Marine Nationale : la crise de l’habillement n’est toujours pas terminée

L’habillement concernant à la fois son identité et son quotidien, le marin est très attentif à la qualité de la prestation délivrée par le Service du commissariat des armées (SCA). Fin 2015, cette filière sensible avait été déclarée en crise par le ministre de la Défense et un plan d’actions avait été défini pour améliorer la performance et regagner la confiance des marins.

Où en est-on, deux ans plus tard, alors que les difficultés subsistent ?

« Priorité aux unités embarquées »

Cette phrase pourrait être la devise des salons d’habillement de Brest, Toulon, Cherbourg et anciennement Paris avant la fermeture de la Pépinière.

Interrogé en 2015 par le magasine Cols Bleus de la Marine Nationale, le ministre de la défense de l’époque Jean-Yves Le Drian avait annoncé un plan d’urgence pour remédier à cette « crise », terme qu’il avait lui-même employé pour qualifier ce problème touchant également l’armée de l’air et l’armée de terre depuis l’opération Sentinelle. « C’est une question récurrente mais qui n’est pas si secondaire car ça contribue au moral », avait-il ajouté.

Aujourd’hui, en Janvier 2018, cette crise n’est toujours pas solutionnée. En effet, le numéro de décembre de Cols Bleus, le magazine de la Marine nationale, indique que des « difficultés subsistent ».

  • Les chaussures :

Le marché des chaussures de sécurité, pourtant passé avec une marque renommée, ne donne pas encore satisfaction. Plus de 30 % des articles livrés sont de qualité insuffisante, créant une pénurie inattendue.

  • Les chemises :

Les chemisettes blanches font également défaut, principalement (mais pas seulement) dans les petites tailles.

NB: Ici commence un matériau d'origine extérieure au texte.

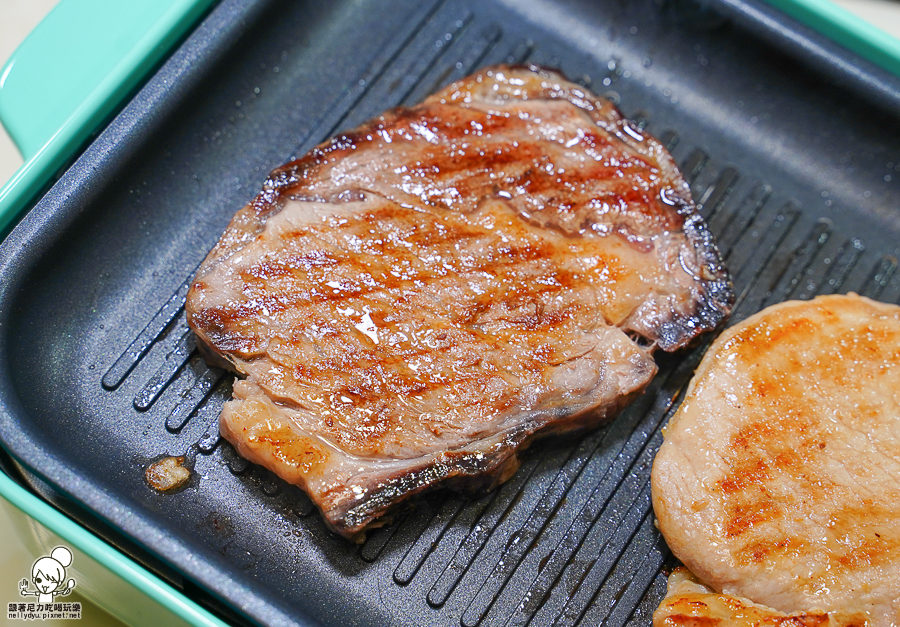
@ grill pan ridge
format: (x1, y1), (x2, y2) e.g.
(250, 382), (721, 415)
(0, 0), (900, 627)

  • Les Tenues de Protection de Base (TPB) :

Les difficultés actuelles portent sur l’usure précoce de cette tenue et sur sa disponibilité. L’état-major de la Marine (EMM) a demandé que tous les marins reçoivent deux tenues de protection de base lors de leur incorporation.
Auparavant seuls les marins embarqués en étaient équipés. En attendant la mise en place concrète de cette décision, l’EMM a établi une liste de formations dont le personnel doit être équipé en priorité, comme par exemple les unités embarquées. Face aux difficultés d’approvisionnement, le SCA (Service du Commissariat des Armées) va mettre en place une procédure d’urgence pour reconstituer les stocks de TPB, mesure qui devrait porter ses fruits début 2018.
Parallèlement, ce service a lancé une nouvelle procédure de marché pour l’acquisition d’une TPB renforcée qui devrait être testée début 2018 par 50 marins d’un bâtiment de la Force d’action navale.

  • Les Gilets de Protection Balistique (GPB) :

Le contexte sécuritaire a fortement impacté les missions des marins et donc leurs équipements.
L’exemple le plus emblématique est celui des gilets de protection balistique (GPB) ou plus communément appelés gilets pare balles, dont la demande a considérablement augmenté au cours de ces deux dernières années, principalement au profit des brigades de protection, des commandos et fusiliers marins. Ces besoins, parce qu’ils touchent à la sécurité du personnel, font l’objet d’un approvisionnement prioritaire. Afin de mieux honorer les demandes, un travail de recensement des stocks de GPB est en cours de réalisation au niveau interarmées.

  • Une attention portée sur les fusiliers marins :

La nouvelle politique d’équipement en effets individuels de combat d’infanterie a été élaborée pour les marins participant aux missions « protection sécurité » (Prosec). Le nouveau paquetage, fruit d’un travail mené en liaison avec l’armée de Terre et l’armée de l’Air, intègre des effets supplémentaires (gants, lunettes, chemises GPB, lampe et sac) qui seront livrés dès début 2018.

Les marins ne sont pas les seuls à connaître des problèmes en matière d’habillement. L’armée de Terre y a été confrontée en 2015, au moment de la montée en puissance de l’opération Sentinelle.

« Dans son 10ème rapport sur les militaires engagés dans les opérations de protection du territoire national et de la population, le Haut Comité a constaté, lors de la montée en puissance de l’opération Sentinelle, un défaut de quantité et de qualité du service rendu dans le domaine de la fourniture d’habillement (treillis, chaussures) et d’effets de protection (gilets pare-balles) » rappelle ainsi l’édition 2017 de la Revue annuelle de la condition militaire.

« La situation face aux ruptures de stocks dans le domaine de l’habillement s’est améliorée entre 2015 et 2016 mais elle reste marquée par une large insatisfaction des militaires, notamment dans l’armée de l’Air », souligne ce document.